Senior Site Reliability Engineer
EPAM Systems
Senior Site Reliability Engineer Description
We are in search of a committed Senior Site Reliability Engineer to improve the dependability and automation processes of our infrastructure.
The perfect candidate excels at resolving issues on platforms, adept in automating development and deployment tasks, and has strong troubleshooting skills. Responsibilities include participation in sprint planning, story grooming, and engaging in technical discussions aimed at enhancing our application and deployment methods.
EPAM is a leading global provider of digital platform engineering and development services. We are committed to having a positive impact on our customers, our employees, and our communities. We embrace a dynamic and inclusive culture. Here you will collaborate with multi-national teams, contribute to a myriad of innovative projects that deliver the most creative and cutting-edge solutions, and have an opportunity to continuously learn and grow.
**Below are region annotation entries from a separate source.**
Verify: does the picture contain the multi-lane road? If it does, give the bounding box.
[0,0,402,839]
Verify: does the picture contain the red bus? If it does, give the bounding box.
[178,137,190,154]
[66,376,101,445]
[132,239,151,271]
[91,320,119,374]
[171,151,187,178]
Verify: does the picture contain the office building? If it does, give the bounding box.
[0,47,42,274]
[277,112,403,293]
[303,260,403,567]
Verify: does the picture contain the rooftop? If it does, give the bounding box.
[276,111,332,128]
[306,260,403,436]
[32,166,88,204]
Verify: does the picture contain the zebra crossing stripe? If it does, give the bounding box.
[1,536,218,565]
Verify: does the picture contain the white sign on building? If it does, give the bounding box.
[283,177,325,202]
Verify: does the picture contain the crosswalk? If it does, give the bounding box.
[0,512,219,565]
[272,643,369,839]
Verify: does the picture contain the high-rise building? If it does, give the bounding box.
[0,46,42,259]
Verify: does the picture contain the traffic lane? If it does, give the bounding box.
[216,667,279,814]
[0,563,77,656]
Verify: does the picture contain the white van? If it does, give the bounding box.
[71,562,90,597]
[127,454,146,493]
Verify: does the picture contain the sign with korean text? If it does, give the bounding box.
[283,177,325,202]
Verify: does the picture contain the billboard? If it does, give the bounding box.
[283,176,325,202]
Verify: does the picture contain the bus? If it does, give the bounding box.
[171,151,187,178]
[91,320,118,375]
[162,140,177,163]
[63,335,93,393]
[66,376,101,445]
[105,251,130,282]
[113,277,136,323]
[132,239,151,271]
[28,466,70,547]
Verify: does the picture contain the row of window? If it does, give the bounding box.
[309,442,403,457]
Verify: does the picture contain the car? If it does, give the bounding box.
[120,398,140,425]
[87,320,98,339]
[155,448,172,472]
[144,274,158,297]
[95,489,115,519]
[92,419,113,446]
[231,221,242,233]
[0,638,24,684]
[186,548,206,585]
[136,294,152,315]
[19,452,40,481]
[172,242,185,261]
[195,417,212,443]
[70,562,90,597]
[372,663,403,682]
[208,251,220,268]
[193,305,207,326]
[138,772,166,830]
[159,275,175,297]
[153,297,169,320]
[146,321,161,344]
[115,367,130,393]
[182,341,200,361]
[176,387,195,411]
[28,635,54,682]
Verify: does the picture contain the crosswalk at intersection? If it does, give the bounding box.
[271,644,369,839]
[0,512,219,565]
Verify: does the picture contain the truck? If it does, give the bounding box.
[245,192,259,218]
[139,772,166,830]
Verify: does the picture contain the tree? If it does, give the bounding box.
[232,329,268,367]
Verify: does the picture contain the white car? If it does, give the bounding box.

No matter where you are located, you will join a dedicated, creative, and diverse community that will help you discover your fullest potential.
#LI-DNI
Technologies
- Node.js/NestJS
- React Native
- Python/Django
- PostgreSQL, Redis
- CircleCI, Spinnaker, Expo
- AWS
- Datadog
Responsibilities
- Investigate and address issues across our platform
- Develop, analyze, and boost automation of deployments independently
- Craft scripts that automate various tasks
- Participate actively in sprint meetings and partake in technical conversations
- Monitor a production-level APM, like Datadog, and relay critical insights to the team
- Oversee the collection and analysis of application logs
- Address application and instances alerts regarding site reliability
- Engage in infrastructure architecture discussions during technical meetings
- Maintain essential applications and libraries for the platform
- Manage servers and methods for application code deployment
- Guide and support other engineers
- Conduct code reviews
Requirements
- 3+ years of managing production applications workload in AWS Cloud
- Understanding of public Cloud networks and VPC peering
- Skills in cloud computing, including EC2, SNS/SQS, and RDS
- Proficiency using container and orchestration technologies such as Docker, Kubernetes, EKS
- Background in managing technologies at scale like Elasticsearch, PostgreSQL, Redis
- Proficiency in provisioning and managing configurations using Terraform, Ansible
- Competency in administration of Linux or Windows server
- Knowledge of various scripting languages including Python, Groovy, PowerShell, or Ruby
- Flexibility in integrating monitoring, logging, and alerting into development processes
- Ability to troubleshoot complex issues in collaboration with peers
- Ability to adapt swiftly to changing requirements and priorities
- Fluent English communication skills at a B2+ level
Nice to have
- Experience with monitoring tools like Datadog
- Background in maintaining compliance with HIPAA and other regulatory standards
We offer
- Connectivity Bonus (15,000 ARS are paid with a salary receipt at the end of each month as a non-wages concept)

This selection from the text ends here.